Calculate the Standard Deviation of Sales Data

3 min readSep 13, 2024

Hey, guys! Welcome to the 4th Problem-Solving Article in our Data Science and Analytics Series. In today’s article, we’ll solve the Standard Deviation of Sales Data Problem using Python.

So, let’s see our Problem-Statement now.

Problem 3: Standard Deviation

You have been given the following dataset representing the number of products sold over five days:

Calculate the standard deviation of the number of products sold.

Explanation

Okay, here we’re given thea dataset that represents the number of products sold over five days. Our task is to calculate the Standard Deviation of this Dataset. We’ll do it in 3 different methods and also discuss which one is more acurate and efficient.

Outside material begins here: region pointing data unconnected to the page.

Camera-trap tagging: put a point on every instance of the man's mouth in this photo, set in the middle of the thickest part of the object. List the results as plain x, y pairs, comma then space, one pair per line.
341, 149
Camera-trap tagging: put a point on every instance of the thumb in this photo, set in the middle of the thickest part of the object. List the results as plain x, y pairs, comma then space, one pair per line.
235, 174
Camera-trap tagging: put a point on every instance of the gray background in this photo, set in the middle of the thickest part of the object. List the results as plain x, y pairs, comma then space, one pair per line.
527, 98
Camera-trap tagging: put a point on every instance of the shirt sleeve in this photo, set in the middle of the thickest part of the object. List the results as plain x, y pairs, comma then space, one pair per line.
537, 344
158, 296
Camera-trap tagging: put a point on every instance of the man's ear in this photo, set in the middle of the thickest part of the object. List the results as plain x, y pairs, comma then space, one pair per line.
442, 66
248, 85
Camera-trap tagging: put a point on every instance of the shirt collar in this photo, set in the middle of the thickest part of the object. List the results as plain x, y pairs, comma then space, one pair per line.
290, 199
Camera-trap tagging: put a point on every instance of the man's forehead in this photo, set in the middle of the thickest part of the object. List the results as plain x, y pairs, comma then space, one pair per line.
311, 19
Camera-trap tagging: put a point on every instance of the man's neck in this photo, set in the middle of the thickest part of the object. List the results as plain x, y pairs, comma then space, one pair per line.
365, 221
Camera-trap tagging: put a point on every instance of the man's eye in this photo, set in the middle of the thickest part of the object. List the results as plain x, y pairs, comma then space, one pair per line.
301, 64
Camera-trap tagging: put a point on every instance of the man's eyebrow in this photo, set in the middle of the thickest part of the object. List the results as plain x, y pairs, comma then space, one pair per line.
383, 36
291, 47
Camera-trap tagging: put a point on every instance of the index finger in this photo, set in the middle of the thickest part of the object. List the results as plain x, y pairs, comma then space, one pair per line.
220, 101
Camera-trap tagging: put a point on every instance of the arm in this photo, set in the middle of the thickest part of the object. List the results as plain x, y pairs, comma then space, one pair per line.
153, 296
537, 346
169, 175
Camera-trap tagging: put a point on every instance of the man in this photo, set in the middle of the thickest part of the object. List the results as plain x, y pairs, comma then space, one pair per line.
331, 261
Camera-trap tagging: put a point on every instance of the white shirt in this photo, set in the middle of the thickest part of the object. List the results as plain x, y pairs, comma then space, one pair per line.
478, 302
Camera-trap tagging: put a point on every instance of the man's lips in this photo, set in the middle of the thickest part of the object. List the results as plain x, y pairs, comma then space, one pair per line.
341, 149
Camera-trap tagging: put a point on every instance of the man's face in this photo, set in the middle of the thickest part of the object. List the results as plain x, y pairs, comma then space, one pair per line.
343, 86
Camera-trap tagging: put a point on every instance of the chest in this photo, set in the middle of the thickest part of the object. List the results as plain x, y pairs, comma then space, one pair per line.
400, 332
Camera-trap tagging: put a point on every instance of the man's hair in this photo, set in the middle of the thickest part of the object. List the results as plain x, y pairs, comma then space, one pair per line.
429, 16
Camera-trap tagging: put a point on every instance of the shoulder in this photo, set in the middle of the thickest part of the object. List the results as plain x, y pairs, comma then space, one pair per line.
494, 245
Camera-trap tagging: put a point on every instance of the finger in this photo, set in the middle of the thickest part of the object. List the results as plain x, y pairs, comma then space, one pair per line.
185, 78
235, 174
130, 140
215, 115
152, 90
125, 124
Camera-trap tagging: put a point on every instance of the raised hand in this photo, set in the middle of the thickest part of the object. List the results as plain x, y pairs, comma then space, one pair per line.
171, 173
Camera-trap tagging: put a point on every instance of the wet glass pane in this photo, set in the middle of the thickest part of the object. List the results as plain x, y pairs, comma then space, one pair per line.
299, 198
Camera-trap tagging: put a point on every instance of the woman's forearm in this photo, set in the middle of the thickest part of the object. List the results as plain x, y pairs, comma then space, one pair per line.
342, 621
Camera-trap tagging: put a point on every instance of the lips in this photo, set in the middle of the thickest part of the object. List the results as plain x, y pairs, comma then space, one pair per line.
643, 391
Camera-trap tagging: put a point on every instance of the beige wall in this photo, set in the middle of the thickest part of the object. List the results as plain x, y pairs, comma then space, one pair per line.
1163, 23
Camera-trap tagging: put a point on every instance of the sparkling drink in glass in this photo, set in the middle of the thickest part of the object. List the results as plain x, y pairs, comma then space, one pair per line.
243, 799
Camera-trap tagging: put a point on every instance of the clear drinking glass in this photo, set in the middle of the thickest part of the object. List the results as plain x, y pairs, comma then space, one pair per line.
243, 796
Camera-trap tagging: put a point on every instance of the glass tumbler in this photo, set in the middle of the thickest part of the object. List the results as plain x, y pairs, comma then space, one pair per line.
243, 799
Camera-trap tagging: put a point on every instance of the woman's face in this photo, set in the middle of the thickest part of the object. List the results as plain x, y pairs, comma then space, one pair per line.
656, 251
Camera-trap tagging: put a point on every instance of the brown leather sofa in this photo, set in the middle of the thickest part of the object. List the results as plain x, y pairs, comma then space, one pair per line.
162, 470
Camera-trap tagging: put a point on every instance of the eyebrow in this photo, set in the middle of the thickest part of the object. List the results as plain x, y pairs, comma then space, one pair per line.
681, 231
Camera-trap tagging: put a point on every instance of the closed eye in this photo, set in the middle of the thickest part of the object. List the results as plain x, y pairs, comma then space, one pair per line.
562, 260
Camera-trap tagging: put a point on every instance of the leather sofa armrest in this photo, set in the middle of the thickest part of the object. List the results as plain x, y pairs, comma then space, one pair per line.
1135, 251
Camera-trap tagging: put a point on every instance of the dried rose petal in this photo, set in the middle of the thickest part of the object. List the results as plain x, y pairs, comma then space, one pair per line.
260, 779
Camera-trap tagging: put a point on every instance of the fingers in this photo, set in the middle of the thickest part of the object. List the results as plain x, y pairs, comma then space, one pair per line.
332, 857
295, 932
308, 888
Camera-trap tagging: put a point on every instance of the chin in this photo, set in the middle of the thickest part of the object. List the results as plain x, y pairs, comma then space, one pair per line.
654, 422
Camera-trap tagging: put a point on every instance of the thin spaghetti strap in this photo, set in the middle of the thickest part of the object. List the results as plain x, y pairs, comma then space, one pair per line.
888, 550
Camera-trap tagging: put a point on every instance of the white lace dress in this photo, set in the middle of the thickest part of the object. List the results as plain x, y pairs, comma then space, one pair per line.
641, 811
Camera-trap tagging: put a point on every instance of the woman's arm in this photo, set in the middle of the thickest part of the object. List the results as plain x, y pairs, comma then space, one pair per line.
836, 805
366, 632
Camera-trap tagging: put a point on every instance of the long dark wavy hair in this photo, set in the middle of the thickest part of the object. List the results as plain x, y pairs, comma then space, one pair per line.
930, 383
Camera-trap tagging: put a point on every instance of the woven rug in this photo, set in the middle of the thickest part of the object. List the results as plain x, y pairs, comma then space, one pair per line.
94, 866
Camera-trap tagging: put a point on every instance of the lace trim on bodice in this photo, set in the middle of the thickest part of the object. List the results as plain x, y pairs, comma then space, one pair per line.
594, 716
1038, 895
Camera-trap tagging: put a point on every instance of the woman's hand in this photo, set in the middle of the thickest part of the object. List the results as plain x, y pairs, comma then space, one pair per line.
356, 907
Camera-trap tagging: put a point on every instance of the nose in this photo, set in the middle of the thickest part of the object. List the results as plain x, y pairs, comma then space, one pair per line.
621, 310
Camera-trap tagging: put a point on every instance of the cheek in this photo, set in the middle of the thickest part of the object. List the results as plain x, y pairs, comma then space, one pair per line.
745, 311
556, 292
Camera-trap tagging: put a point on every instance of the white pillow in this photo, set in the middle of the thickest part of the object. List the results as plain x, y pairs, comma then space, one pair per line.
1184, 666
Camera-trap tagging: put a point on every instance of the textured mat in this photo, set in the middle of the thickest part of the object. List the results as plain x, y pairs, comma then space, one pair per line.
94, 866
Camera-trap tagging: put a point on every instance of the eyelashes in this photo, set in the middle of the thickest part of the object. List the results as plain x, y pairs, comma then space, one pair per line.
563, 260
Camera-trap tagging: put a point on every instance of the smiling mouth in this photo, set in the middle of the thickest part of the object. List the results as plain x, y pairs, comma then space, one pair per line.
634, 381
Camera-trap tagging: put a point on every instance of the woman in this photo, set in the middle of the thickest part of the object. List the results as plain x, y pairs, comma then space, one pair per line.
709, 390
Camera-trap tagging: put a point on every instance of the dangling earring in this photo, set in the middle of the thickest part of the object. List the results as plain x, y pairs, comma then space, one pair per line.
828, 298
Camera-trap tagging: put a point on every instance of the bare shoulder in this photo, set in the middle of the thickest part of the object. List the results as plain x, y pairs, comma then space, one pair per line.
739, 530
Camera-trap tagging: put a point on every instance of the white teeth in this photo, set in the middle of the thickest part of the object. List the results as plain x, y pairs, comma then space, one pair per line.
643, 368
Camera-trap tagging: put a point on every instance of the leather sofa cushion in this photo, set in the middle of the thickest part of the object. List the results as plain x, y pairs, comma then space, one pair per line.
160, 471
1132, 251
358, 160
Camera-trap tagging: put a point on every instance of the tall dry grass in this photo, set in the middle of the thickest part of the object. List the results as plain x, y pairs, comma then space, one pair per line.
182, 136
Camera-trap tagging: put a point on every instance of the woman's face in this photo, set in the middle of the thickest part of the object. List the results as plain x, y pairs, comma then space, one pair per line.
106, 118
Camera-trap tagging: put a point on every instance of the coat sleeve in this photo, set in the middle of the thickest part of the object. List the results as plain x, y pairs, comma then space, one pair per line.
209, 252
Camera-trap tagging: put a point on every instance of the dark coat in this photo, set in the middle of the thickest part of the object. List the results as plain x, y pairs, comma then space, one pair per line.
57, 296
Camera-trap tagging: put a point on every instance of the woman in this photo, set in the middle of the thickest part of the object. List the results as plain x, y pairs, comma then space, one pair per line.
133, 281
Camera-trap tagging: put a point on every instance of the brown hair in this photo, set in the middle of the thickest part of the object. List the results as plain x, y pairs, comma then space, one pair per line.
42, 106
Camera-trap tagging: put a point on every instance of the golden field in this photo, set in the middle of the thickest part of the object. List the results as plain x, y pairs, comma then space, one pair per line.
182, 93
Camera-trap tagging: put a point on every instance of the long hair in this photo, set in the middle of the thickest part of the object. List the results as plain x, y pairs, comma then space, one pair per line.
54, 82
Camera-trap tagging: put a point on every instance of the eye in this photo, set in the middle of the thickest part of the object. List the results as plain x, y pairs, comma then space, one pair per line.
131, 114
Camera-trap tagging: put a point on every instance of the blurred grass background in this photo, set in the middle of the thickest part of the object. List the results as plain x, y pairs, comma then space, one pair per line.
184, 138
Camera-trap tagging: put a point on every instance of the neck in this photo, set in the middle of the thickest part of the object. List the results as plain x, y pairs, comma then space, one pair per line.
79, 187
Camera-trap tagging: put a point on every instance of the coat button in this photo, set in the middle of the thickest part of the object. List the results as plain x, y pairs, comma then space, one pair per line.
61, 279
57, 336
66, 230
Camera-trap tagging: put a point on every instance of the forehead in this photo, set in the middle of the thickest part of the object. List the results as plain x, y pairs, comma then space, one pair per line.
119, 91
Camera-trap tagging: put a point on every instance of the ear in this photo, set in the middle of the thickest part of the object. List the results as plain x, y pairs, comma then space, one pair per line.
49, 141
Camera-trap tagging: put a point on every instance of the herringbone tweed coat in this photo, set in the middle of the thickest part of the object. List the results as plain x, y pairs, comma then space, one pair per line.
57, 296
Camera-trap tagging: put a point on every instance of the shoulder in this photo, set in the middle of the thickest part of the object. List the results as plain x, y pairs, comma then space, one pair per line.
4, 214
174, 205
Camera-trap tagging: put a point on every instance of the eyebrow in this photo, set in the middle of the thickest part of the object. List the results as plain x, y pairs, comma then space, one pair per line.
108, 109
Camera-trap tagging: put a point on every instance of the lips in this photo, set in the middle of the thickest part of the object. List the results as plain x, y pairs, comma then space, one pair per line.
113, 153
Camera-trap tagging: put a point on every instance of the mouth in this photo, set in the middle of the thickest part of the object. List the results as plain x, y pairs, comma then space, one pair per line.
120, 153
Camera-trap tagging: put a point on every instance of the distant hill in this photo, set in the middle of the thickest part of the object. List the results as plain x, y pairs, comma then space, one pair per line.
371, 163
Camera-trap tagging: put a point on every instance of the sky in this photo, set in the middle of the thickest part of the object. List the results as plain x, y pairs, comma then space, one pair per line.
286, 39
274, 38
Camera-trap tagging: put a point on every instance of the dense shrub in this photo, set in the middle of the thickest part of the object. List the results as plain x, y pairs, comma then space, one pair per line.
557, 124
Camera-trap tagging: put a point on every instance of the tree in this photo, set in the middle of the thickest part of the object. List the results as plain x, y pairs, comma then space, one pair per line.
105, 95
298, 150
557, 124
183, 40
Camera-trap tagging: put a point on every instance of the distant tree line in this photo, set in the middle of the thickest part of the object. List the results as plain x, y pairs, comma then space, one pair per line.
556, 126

But, before we directly jump into the solution, let’s breifly understand what actually this Standard Deviation is?

Standard Deviation

Standard Deviation is a measure of the Amount of Variation or Dispersion in a Set of Values. If I explain it in simple terms, it tells us that in our dataset, how much the values Deviate from the Mean/Average value.

A low Standard Deviation means the values are close to the Mean. While a high Standard Deviation shows that the values are spread out over a wider range.

Great! If you want, you can also watch the Video Solution: 👇

How to Calculate the Standard Deviation of a Dataset?

Alright! Let’s get into it and start writing our code now.

Solution

The very first thing here we can do is to store the sales figures in a list.

sales = [20, 35, 30, 25, 40]

1. Statistics

Let’s first import our statistics module.

# Method 1: Statistics
import statistics as st

We have a stdev() method in Statistics to calculate the Standard Deviation.

stdVal = st.stdev(sales)
print(stdVal)  # Output: 7.905694150420948

And here we go! We got our Standard Deviation value which is approx. 7.906.

2. Pandas

Pandas is a popular Library for Data Manipulation and Analysis. Here, we’ll first convert our dataset as a Pandas Series.

# Method 2: Pandas
import pandas as pd

salesSeries = pd.Series(sales)

Now, we can use the std() method to calculate the Standard Deviation.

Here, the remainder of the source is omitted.